The difference between a team’s FiveThirtyEight Elo rating (a value that measures team strength) at the start of the season and after their final game.

15% – Change in division ranking from season to season

The number of places within their division a team moved from the previous season. For example, a team that placed second this season and fourth last season would have a value of +2, because they moved “up” two spots.

10% – Change in total wins from season to season

The difference between games won this season and games won last season.

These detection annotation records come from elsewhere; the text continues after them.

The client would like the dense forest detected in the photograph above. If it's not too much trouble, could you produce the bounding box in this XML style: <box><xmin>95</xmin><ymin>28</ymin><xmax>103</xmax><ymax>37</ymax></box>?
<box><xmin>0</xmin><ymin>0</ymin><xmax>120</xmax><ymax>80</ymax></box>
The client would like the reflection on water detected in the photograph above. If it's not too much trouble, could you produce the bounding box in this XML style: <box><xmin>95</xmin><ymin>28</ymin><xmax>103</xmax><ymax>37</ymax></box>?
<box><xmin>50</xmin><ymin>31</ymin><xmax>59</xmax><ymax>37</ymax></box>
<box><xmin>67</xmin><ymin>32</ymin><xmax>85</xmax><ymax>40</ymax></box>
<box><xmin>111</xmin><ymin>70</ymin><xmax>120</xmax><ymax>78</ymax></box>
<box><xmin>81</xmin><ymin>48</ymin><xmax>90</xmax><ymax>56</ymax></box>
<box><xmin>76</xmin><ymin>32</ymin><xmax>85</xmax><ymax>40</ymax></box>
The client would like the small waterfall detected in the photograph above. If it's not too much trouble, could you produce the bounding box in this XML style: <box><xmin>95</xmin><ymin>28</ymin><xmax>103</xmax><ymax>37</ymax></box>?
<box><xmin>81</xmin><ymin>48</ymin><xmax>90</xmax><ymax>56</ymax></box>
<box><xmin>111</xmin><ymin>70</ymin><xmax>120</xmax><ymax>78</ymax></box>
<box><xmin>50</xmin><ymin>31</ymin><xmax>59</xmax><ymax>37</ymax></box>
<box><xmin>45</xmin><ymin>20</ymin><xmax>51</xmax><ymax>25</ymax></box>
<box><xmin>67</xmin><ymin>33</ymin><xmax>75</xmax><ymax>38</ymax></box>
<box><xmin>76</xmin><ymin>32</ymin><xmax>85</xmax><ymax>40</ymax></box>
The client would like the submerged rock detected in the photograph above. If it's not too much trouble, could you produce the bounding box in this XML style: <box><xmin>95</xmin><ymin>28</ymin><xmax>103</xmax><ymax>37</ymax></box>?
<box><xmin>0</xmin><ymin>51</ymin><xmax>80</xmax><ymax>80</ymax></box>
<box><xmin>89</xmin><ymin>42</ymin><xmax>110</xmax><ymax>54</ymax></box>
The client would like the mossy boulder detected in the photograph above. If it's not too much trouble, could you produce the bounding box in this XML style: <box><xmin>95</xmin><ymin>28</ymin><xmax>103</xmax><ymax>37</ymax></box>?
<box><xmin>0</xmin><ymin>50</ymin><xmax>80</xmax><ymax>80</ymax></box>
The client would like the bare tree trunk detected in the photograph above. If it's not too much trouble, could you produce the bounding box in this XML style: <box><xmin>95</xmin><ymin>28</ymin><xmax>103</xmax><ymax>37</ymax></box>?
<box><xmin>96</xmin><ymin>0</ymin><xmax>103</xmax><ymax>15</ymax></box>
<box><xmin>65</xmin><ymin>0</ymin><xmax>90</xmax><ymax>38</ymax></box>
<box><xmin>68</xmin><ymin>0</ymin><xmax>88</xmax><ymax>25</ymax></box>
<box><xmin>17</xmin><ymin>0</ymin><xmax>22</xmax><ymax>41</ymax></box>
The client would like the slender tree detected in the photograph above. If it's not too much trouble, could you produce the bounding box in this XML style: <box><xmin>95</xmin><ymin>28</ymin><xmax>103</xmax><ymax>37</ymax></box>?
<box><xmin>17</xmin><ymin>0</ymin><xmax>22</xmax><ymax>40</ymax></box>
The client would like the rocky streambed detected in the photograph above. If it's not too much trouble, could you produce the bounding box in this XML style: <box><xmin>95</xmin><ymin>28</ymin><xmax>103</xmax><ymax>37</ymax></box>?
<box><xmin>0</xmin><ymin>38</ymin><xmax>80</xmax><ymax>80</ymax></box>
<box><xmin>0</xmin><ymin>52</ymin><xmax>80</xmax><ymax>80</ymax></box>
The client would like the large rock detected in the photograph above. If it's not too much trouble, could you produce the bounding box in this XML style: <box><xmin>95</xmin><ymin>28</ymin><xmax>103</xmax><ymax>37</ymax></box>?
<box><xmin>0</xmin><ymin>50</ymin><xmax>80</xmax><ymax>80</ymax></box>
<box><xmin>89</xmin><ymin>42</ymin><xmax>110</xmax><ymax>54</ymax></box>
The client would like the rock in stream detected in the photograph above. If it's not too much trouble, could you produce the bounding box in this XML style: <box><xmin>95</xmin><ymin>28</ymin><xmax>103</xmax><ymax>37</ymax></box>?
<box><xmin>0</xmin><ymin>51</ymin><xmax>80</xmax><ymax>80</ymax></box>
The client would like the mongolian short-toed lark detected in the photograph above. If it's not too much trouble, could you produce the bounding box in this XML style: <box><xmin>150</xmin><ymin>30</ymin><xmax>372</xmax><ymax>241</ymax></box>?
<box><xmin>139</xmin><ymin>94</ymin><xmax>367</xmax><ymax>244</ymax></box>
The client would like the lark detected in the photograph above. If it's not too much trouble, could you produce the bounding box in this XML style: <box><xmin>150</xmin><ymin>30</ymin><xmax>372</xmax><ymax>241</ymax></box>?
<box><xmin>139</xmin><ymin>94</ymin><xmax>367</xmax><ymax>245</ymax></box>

Key takeaways from our findings:

  • The 1998 Miami Marlins have the highest (most disappointing) score: 94 out of 100. While calculating scores, we tested seven different weight distributions of the five variables. The top 10 shifted every time, but the 1998 Marlins always ranked No. 1.
  • The opposite of “disappointing” here would be “surprising.” The most surprising team since 1970 was the 2013 Boston Red Sox, with a score of 7. They jumped their entire division and won 28 more games than in 2012. That season, they also experienced the largest positive Elo change in our dataset.
  • The New York Yankees have the lowest average score (46.7) and the Tampa Bay Rays have the highest (58.5).
  • Among the top 25% of scores (the 338 most disappointing seasons), the five teams that appear the most are:

San Diego Padres (18 times)
Pittsburgh Pirates (18)
Kansas City Royals (16)
Detroit Tigers (16)
Baltimore Orioles (15)

  • The New York Yankees appear in the top 25% of most disappointing seasons the fewest – only four times.
  • There are 68 seasons that make up the top 5% of most disappointing seasons. The Detroit Tigers appear on that list the most (eight times).
  • The Philadelphia Phillies, Tampa Bay Rays and Toronto Blue Jays are the only teams not to appear in the top 5% most disappointing seasons.